En la poesía hispanoamericana del siglo pasado el tema del origen posee ramificaciones múltiples. El origen del poema cenital de José Gorostiza es, a un tiempo, el final de la andadura de los seres hacia la nada: “Cuando todo, por fin, lo que anda o repta/y todo lo que vuela o nada, todo,/se encoge en un crujir de mariposas,/regresa a sus orígenes/y al origen fatal de sus orígenes”. Esto significa que ese origen es ulterior al alumbramiento del mundo, descrito con estos versos: “Mirad con qué pueril austeridad graciosa/distribuye los mundos en el caos”. Hay un Dios que hace, que crea, y un Dios que vuelve todo hacia la nada: un ser aniquilador. Distinto es el origen que reclama el poema “Lo fatal” de Rubén Darío: “y no saber adónde vamos,/ ni de dónde venimos!”.
El pasado y el futuro son un par de irresolubles interrogantes. Y tengo para mí que, sin duda, si supiésemos el origen sabríamos también el fin: en el pasado radica la clave para elucidar el futuro: ¡vaya novedad! Menos metafísico o trascendente se muestra el autor de Serenidad: “Yo vengo de un brumoso país lejano,/regido por un viejo monarca triste…./Mi numen sólo busca lo que es arcano,/ mi numen sólo adora lo que no existe” (Amado Nervo). Aquí el origen está cifrado en la latitud específica, en las coordenadas del nacimiento o, si me apuran, en la circunstancia conjetural de una procedencia idealizada. Me detendré en algunas zonas de Altazor, poema donde el lenguaje lleva a cabo una suerte de errancia hacia la semilla del habla/canto y donde el personaje propone reanudar el juego de las palabras, el sport de los vocablos: “Y puesto que debemos vivir y no nos suicidamos/Mientras vivamos juguemos/El simple sport de los vocablos/De la pura palabra y nada más/Sin imagen limpia de joyas/(Las palabras tienen demasiada carga)/Un ritual de vocablos sin sombra/Juego de ángel allá en el infinito/Palabra por palabra”.
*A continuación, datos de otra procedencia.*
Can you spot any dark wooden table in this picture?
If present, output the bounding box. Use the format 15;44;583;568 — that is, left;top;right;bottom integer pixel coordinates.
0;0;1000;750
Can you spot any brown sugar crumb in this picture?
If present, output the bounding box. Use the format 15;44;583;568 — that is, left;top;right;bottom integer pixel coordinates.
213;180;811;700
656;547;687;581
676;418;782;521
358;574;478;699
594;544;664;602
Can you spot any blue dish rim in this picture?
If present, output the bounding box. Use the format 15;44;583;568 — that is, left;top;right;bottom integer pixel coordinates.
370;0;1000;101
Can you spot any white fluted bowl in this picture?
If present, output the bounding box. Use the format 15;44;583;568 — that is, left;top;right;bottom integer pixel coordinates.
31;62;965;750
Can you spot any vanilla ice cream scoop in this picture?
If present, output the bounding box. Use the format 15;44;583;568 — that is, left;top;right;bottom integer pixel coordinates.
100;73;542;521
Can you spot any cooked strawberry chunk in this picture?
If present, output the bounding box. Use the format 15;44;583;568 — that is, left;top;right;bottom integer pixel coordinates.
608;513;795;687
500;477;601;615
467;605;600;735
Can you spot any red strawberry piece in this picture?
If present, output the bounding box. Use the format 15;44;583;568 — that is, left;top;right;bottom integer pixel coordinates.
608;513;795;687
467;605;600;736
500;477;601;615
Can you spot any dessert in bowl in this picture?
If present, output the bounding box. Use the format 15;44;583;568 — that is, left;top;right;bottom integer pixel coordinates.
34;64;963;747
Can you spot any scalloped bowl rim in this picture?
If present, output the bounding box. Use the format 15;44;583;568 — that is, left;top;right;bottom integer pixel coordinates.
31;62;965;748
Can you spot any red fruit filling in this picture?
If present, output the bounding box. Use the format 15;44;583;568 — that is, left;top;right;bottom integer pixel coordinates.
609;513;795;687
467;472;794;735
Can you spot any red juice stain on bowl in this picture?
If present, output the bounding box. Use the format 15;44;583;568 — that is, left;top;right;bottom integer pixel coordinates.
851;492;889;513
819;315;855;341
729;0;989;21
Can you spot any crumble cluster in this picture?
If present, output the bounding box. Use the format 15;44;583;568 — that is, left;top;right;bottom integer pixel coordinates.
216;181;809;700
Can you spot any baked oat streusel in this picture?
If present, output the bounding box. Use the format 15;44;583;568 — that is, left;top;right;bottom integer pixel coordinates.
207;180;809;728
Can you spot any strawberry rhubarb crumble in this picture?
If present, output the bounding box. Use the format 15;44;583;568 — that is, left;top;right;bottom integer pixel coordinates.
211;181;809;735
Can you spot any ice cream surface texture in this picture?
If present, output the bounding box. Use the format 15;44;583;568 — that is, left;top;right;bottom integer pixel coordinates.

 Nos estremece el nacimiento del protagonista lírico del poema mayor de Vicente Huidobro: “Nací a los treinta y tres años, el día de la muerte de Cristo: Nací en el Equinoccio, bajo las hortensias y los aeroplanos del calor”. Sobre todo si pensamos que se trata del texto cimero de quien procuró conferirle nuevas alas al idioma, en ese accidentado y fruitivo viaje en paracaídas/para-subidas, por medio de la estética creacionista. Recordemos que, tras la petición de silencio, el poeta hace brotar un árbol vivo en el seno de su creación afiebrada. Árbol de finitud eterna, árbol que tiene una vida “eterfinifrete”: compendio palindrómico de la eternidad, el éter y la vida limita (finita) de los ambiciosos mortales. El único palíndromo que aloja el maravilloso viaje de Huidobro llamado Altazor.